OpenTelemetry is worth adding for production systems. Instrument your MCP client calls as spans: the parent span is the model turn, child spans are individual tool calls. This gives you a trace view of what happened in a turn — which tools were called, in what order, how long each took. Most observability platforms (Datadog, Honeycomb, Grafana Tempo) can ingest OTel traces directly.

The most common thing you’ll need to debug: “why did the model make this tool call with these arguments?” The combination of the full conversation history and the tool definitions at that moment in the session is what you need. Store both.

What to Do Next

If you’re starting a new AI application: connect one MCP server using the official TypeScript SDK and get a working end-to-end flow before adding anything. The first complexity to get right is error handling — what happens when the server is unavailable. Get that right with one server before adding more.

The two architectural decisions that create the most pain if you get them wrong early: how you handle multi-server composition (tool namespace management and context budget) and where conversation state lives. Both are hard to refactor later. Spend an hour on a diagram before writing code.

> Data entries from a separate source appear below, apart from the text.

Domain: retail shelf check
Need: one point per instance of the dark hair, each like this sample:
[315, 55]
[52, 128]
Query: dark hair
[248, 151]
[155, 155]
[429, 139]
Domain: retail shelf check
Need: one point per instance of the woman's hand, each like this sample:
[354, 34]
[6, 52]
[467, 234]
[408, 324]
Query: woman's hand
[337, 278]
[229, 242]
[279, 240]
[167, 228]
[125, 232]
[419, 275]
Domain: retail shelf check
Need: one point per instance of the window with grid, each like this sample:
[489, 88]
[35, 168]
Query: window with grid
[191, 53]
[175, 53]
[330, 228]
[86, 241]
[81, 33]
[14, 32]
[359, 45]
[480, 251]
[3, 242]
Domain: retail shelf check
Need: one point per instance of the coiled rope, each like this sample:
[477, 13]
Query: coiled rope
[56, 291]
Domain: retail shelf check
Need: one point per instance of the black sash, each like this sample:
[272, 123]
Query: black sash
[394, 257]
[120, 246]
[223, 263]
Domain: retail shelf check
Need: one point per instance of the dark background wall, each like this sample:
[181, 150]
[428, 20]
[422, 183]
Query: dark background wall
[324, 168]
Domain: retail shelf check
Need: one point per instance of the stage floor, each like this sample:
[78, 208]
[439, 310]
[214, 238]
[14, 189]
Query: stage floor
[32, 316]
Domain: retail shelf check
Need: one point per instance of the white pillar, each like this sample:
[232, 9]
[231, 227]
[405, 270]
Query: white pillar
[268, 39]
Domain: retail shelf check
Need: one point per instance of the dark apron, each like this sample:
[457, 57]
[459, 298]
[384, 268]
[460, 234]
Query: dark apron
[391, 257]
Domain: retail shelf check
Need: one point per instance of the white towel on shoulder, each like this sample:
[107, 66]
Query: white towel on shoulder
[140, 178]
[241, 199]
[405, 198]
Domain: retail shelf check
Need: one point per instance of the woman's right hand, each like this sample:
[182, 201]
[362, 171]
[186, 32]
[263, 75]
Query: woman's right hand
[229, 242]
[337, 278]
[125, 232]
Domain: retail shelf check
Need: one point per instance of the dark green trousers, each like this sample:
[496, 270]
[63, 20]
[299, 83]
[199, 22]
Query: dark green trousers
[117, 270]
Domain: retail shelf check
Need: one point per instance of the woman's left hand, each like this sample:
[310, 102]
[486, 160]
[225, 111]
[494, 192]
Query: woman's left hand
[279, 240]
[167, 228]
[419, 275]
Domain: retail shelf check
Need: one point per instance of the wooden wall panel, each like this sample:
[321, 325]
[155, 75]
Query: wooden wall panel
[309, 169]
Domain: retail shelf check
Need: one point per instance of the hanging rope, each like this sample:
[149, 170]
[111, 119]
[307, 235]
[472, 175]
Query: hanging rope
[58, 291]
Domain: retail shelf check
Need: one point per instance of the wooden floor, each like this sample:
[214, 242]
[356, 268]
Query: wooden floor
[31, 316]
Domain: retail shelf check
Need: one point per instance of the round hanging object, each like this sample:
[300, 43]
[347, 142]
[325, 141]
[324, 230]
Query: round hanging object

For teams building internal MCP servers: start with stdio transport for local development, add HTTP transport when you’re ready to share the server across your application fleet. Keep server responsibilities narrow — a server that does one thing well is easier to maintain and less likely to become a security liability than a server with broad access.

The ecosystem is moving fast. The spec itself, the SDKs, and the community tooling are all actively developed. Pin your SDK versions and read the changelog before upgrades. Breaking changes are infrequent but they happen.